En 2008, le volume total des ventes a baissé de 2 %, selon le cabinet d'études TNS Worldpanel, soit une
moyenne de 25 produits en moins par famille. Les consommateurs ont notamment boudé les eaux minérales, la
petite confiserie, la pâtisserie industrielle, les lessives et nettoyants, ainsi que les " produits traiteurs ", qui
constituaient la locomotive du secteur alimentaire. Désormais, les Français font en sorte de maîtriser leurs
dépenses, en écartant les produits jugés non indispensables, trop chers ou trop " marketing ".
Les comportements plus écologiques participent aussi à ce changement d'attitude des consommateurs. Ce qui
peut nuire à la planète n'entre plus dans le panier de la ménagère. C'est le cas, par exemple, des lingettes
nettoyantes, dont les ventes baissent au profit de celles des bonnes vieilles éponges. " Les classes moyennes sont
en train de passer des achats compulsifs à des achats réflexifs ", résume le sociologue Denis Muzet.
Plus inquiétante est l'attitude des Français les plus défavorisés.
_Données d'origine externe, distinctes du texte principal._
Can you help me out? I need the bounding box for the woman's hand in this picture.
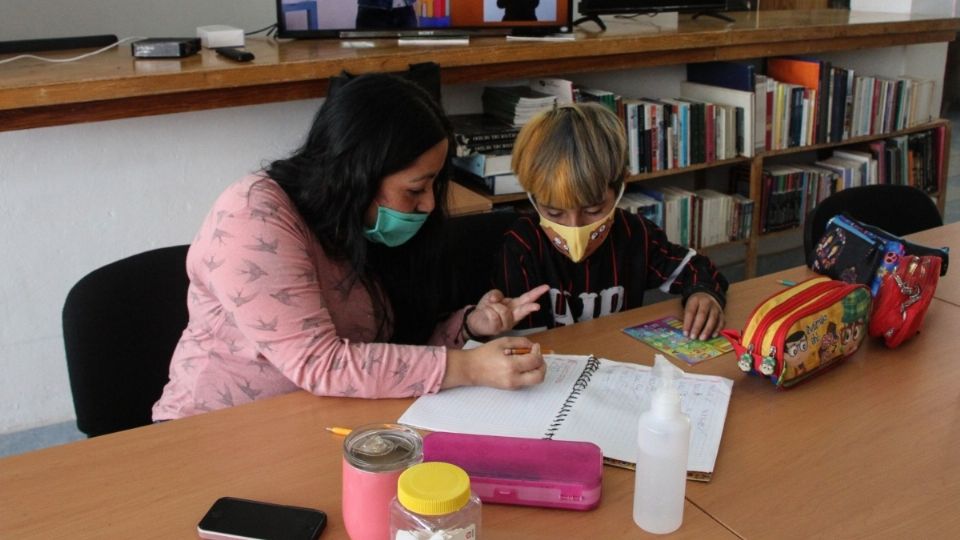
[440,337,547,390]
[683,292,724,341]
[464,284,550,336]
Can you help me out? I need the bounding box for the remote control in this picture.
[214,47,256,62]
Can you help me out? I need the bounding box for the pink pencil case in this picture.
[423,432,603,510]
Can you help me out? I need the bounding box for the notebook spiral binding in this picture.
[543,354,600,439]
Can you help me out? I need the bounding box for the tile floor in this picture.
[0,105,960,457]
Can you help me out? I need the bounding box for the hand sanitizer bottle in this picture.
[633,354,690,534]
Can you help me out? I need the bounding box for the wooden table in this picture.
[909,222,960,306]
[0,226,960,539]
[0,392,736,540]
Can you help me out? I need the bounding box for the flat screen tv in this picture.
[277,0,573,38]
[573,0,733,30]
[580,0,727,15]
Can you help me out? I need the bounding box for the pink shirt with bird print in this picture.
[153,175,463,420]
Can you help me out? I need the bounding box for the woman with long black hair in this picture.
[153,75,546,420]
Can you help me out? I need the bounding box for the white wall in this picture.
[0,0,300,433]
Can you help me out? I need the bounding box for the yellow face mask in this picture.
[527,184,625,262]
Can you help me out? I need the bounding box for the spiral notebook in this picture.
[398,355,733,482]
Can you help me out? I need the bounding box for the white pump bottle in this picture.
[633,354,690,534]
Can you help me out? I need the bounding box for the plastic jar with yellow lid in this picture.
[390,461,481,540]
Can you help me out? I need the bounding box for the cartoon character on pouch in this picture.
[783,330,810,374]
[813,228,847,271]
[840,320,863,356]
[840,289,872,356]
[820,321,842,365]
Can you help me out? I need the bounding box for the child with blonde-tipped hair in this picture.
[494,104,728,339]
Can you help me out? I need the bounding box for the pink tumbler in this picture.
[343,424,423,540]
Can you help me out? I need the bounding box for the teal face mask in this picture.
[363,206,429,247]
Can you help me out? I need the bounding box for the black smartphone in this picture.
[197,497,327,540]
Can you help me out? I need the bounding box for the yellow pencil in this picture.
[503,347,553,356]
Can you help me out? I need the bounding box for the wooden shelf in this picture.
[0,9,960,131]
[0,9,960,276]
[757,119,950,159]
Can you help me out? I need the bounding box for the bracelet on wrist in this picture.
[460,306,487,342]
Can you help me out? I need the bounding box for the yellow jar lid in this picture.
[397,461,470,516]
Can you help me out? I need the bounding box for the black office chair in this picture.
[442,210,518,311]
[803,185,943,266]
[63,245,189,437]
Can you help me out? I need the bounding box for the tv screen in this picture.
[277,0,572,38]
[580,0,727,15]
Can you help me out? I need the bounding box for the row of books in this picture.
[687,58,938,154]
[744,126,945,232]
[618,186,753,249]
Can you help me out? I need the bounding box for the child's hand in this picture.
[466,285,550,336]
[683,292,723,341]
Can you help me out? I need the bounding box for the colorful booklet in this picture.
[623,316,733,365]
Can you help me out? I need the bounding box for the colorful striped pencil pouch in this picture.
[722,276,872,388]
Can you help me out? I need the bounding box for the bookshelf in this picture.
[0,9,960,275]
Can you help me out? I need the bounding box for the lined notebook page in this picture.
[554,359,733,473]
[398,355,586,438]
[398,355,733,480]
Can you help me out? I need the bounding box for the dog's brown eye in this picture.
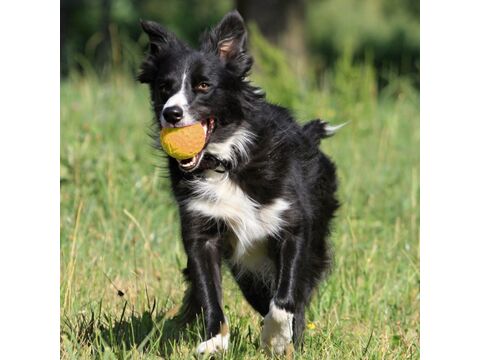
[195,81,210,92]
[158,82,170,92]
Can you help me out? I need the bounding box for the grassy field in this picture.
[61,49,420,359]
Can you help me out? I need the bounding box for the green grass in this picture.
[61,50,419,359]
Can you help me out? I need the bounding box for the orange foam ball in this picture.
[160,123,205,160]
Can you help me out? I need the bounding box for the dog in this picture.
[138,11,339,354]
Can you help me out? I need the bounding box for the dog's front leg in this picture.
[182,214,229,354]
[261,231,306,354]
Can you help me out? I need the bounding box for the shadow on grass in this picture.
[62,302,200,359]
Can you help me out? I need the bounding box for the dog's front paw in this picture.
[196,325,230,355]
[261,300,293,355]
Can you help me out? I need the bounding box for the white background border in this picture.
[420,0,480,359]
[0,0,480,359]
[0,1,60,360]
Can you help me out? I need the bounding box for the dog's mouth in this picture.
[177,117,215,172]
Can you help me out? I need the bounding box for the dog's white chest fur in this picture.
[187,171,289,264]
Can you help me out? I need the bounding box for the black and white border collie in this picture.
[138,11,339,354]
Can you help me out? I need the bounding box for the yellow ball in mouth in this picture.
[160,123,205,160]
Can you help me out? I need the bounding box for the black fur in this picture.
[138,12,339,352]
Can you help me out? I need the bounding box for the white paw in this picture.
[196,327,230,355]
[261,300,293,355]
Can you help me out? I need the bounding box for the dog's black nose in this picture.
[163,106,183,124]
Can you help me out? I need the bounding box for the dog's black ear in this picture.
[201,10,252,76]
[140,20,180,55]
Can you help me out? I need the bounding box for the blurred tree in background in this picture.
[60,0,420,86]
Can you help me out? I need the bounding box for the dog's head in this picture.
[138,11,255,172]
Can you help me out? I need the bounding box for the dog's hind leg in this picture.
[230,266,272,316]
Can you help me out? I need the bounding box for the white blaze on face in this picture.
[160,72,195,127]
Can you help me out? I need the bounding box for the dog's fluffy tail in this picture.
[302,119,348,144]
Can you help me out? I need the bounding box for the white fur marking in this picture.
[206,128,255,165]
[261,300,293,355]
[160,72,195,127]
[187,174,289,267]
[197,333,230,354]
[325,121,349,136]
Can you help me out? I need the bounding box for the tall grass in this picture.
[60,35,419,359]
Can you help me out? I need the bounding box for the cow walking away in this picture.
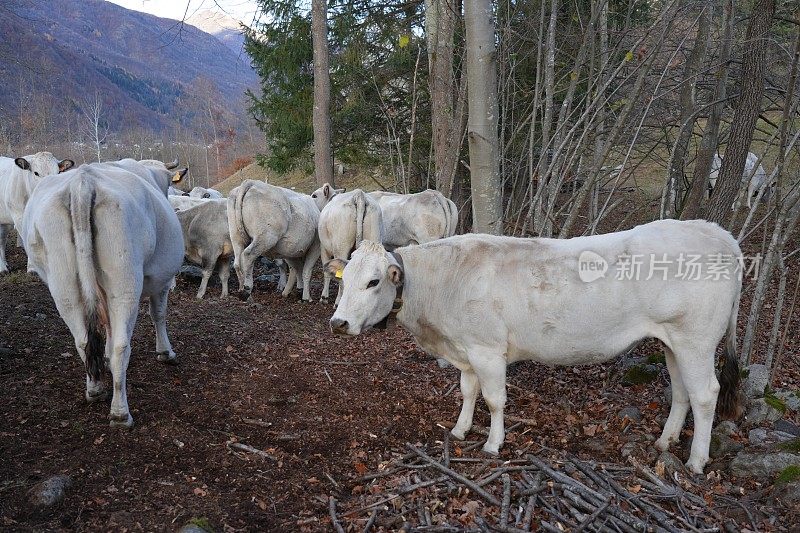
[227,180,335,301]
[326,220,741,473]
[0,152,75,274]
[369,189,458,250]
[21,159,186,427]
[176,199,233,299]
La hausse des prix les contraint à se tourner vers
la nourriture à prix " discount ", privilégiant l'achat d'aliments riches en énergie, mais pauvres en nutriments.
Cette " malbouffe " est à l'origine du nombre important d'obèses, principalement chez les sans-emploi ou les
personnes à faible niveau d'éducation et de revenus.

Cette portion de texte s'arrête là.